Patut diketahui bahwa ada banyak tanaman di sekitar kita yang bisa dijadikan sebagai obat anti-diabetes yang aman, bebas dari berbagai bahan kimiawi yang berbahaya apabila dikonsumsi dalam jangka waktu lama. Tanaman obat ini memiliki kinerja yang konstruktif karena dapat membangun kembali jaringan sel yang rusak serta dapat menyembuhkan komplikasi akibat diabetes. Fungsinya ialah menurunkan kadar gula darah dengan cara menghambat penyerapan gula di dalam tubuh. Hal itu bisa dilakukan karena tanaman herbal memiliki kadar serat yang tinggi. Berikut merupakan beberapa tanaman herbal yang bisa dimanfaatkan sebagai obat diabetes melitus:

Diabetes Melitus Dan ObatnyaMahkota Dewa

Obat diabetes melitus ini memiliki efek farmakologi seperti obat disentri, anti-peradangan, sakit kulit, menurunkan kadar gula darah. Cara penggunannya yakni menyeduh irisan buah Mahkota dewa ke dalam segelas air panas (200 cc). Kemudian, tutuplah gelas tersebut dan biarkan sebentar supaya larut. Barulah setelah itu, diminum secukupnya. Disarankan untuk meminumnya 2-3 kali dalam sehari.

Brotowali

Obat diabetes melitus ini memiliki efek farmakologis seperti dapat menghilangkan rasa sakit (analgesik) dan menurunkan panas (anti-piretik), disamping sering digunakan untuk mengatasi diabetes.

Lidah Buaya

Obat diabetes melitus yaitu lidah buaya. Cara penggunaannya, cuci bersih Lidah buaya yang sudah disiapkan. Lalu, potong-potong dan kemudian rebus Lidah buaya tersebut di dalam tiga gelas air sampai susut kira-kira setengahnya. Jika sudah, tiriskan dan minum air rebusan Lidah buaya itu 3 x 1,5 gelas setiap habis makan.

Tanaman Pare

Obat diabetes melitus ini memiliki senyawa aktif charantin dan polypeptide-P yang dapat merangsang sel beta pankreas. Cara penggunannya ialah dengan memotong buah Pare seberat 200 gram. Kemudian, buat menjadi jus atau direbus.

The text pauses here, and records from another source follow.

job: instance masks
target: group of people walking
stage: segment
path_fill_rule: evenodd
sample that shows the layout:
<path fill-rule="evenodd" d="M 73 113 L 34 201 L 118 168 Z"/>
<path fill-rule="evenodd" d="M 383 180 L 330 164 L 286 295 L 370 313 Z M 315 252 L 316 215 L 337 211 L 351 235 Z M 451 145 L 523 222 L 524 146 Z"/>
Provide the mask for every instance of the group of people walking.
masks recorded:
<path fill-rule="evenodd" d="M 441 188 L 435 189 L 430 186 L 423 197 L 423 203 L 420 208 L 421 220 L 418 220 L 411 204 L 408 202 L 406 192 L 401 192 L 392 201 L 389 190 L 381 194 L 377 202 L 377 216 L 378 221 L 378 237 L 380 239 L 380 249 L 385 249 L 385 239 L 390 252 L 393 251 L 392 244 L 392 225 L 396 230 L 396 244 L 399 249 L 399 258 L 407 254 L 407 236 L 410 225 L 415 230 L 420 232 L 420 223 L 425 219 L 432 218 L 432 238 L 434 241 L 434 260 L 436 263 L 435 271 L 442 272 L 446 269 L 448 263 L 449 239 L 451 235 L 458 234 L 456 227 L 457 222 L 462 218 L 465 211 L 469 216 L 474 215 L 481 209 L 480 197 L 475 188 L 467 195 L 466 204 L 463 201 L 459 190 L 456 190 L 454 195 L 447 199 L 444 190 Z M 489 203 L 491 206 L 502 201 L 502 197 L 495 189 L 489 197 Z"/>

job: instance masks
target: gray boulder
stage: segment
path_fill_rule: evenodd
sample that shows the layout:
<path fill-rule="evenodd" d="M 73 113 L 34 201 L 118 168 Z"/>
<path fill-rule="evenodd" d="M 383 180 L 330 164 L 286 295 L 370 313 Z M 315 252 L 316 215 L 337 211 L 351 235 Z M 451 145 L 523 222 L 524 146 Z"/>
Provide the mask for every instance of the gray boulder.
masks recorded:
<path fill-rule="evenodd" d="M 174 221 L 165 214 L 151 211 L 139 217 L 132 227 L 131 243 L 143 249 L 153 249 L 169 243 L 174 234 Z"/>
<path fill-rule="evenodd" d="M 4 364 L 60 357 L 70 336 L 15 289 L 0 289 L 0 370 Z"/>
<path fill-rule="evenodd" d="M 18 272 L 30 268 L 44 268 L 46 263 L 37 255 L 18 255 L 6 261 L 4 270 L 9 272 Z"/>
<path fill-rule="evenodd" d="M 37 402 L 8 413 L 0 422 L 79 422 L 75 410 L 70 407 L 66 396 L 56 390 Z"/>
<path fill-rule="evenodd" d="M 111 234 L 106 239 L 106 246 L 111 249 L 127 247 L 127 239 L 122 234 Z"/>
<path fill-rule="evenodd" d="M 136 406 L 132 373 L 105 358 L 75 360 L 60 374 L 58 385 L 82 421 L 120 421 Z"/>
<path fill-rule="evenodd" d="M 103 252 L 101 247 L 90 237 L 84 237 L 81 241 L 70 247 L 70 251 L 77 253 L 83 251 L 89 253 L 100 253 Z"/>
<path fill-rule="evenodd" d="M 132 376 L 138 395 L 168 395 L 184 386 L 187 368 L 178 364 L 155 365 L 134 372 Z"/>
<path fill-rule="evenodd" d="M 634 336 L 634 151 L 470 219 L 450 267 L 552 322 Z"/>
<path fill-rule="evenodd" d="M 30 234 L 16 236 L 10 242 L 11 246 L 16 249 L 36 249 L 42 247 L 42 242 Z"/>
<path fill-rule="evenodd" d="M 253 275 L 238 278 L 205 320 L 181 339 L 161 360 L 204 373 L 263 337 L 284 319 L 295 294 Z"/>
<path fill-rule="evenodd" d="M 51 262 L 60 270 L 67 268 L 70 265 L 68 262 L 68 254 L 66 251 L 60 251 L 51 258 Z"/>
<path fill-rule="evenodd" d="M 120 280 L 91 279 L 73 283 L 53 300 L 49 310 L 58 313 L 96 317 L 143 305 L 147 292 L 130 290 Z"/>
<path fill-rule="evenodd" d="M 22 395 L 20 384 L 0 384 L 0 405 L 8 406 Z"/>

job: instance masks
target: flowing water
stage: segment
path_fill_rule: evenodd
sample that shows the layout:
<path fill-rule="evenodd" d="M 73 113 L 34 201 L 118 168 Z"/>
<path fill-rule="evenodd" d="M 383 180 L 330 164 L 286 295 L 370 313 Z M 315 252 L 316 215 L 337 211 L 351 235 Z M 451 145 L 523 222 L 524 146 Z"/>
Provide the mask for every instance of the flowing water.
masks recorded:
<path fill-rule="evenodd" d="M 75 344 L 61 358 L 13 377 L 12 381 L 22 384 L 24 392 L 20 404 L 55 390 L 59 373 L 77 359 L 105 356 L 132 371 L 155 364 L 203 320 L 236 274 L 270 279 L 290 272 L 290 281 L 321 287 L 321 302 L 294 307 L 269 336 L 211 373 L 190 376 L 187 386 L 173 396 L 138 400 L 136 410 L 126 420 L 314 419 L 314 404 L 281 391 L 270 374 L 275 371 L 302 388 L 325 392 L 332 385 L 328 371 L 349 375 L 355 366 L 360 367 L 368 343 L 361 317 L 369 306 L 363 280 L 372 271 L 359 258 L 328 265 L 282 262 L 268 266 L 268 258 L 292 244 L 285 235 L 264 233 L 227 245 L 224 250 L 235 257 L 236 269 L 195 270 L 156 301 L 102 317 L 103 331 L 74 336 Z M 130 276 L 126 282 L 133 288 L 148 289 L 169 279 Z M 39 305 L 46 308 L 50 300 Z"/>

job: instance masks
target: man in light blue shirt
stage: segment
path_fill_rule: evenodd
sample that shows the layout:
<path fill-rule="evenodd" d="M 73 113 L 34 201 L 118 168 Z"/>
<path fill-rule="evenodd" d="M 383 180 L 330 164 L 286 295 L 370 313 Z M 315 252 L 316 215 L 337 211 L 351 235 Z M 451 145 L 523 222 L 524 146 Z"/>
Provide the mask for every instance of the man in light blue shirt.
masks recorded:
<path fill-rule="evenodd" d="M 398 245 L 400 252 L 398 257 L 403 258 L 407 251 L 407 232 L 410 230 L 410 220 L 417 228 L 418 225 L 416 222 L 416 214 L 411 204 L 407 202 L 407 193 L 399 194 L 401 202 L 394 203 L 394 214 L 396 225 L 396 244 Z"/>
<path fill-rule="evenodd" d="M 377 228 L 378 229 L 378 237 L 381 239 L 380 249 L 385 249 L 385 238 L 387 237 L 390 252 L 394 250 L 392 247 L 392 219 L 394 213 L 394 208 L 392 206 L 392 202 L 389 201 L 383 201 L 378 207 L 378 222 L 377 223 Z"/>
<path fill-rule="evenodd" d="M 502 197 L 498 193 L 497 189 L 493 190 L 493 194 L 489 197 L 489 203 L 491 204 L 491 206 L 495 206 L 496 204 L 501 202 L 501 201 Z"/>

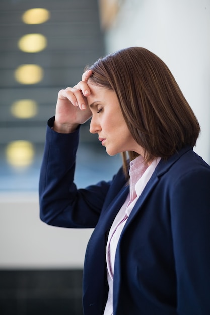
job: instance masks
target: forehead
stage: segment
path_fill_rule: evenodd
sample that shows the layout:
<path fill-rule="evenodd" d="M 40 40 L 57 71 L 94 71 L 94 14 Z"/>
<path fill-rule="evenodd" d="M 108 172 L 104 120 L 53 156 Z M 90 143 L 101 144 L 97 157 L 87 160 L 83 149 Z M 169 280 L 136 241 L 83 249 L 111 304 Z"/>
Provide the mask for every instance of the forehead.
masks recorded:
<path fill-rule="evenodd" d="M 107 89 L 91 83 L 88 84 L 91 92 L 90 95 L 87 97 L 89 106 L 94 102 L 102 101 L 105 97 L 107 97 L 107 92 L 109 91 Z"/>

Minumlah airnya secara teratur setelah makan.

Teh Hijau

Mungkin Anda sudah tidak asing lagi dengan tanaman yang satu ini. Barangkali, Teh hijau senantiasa menjadi teman setia Anda ketika membaca koran. Teh hijau diketahui memiliki sensitifitas sel terhadap insulin. Anda dapat mengonsumsi Teh hijau setelah makan.

Gejala Diabetes Melitus

Mengenali gejala penyakit diabetes melitus tipe satu pada anak tak selalu mudah karena gejala-gejalanya sering disalah artikan sebagai penyakit flu. Selain itu gejala yang timbul terkadang baru muncul setelah penyakit berjalan cukup panjang. Anak dengan diabetes melitus tipe 1 biasanya memiliki gejala awal sebagai berikut :

  • Sering Buang Air Kecil Hal ini terjadi karena ginjal ingin membersihkan kelebihan glukosa dalam sirkulasi darah. Anak jadi lebih sering buang air kecil dan dalam jumlah yang besar. Mengompol juga bisa menjadi gejala adanya penyakit diabetes mellitus, terutama jika sebelumnya anak tak pernah mengompol.
  • Sering Haus dan Banyak Minum Karena banyak cairan yang dikeluarkan, anak menjadi gampang haus.
  • Berat Badan Menurun Tubuh tidak lagi bisa memproses glukosa untuk energi dan mulai memecah otot dan cadangan lemak untuk menghasilkan energi bagi sel-sel yang lapar. Karenanya meski nafsu makan anak normal tetapi berat badannya sulit naik.
  • Mudah lelah Anak tampak kelelahan karena tubuhnya tidak mampu memproses glukosa untuk energi.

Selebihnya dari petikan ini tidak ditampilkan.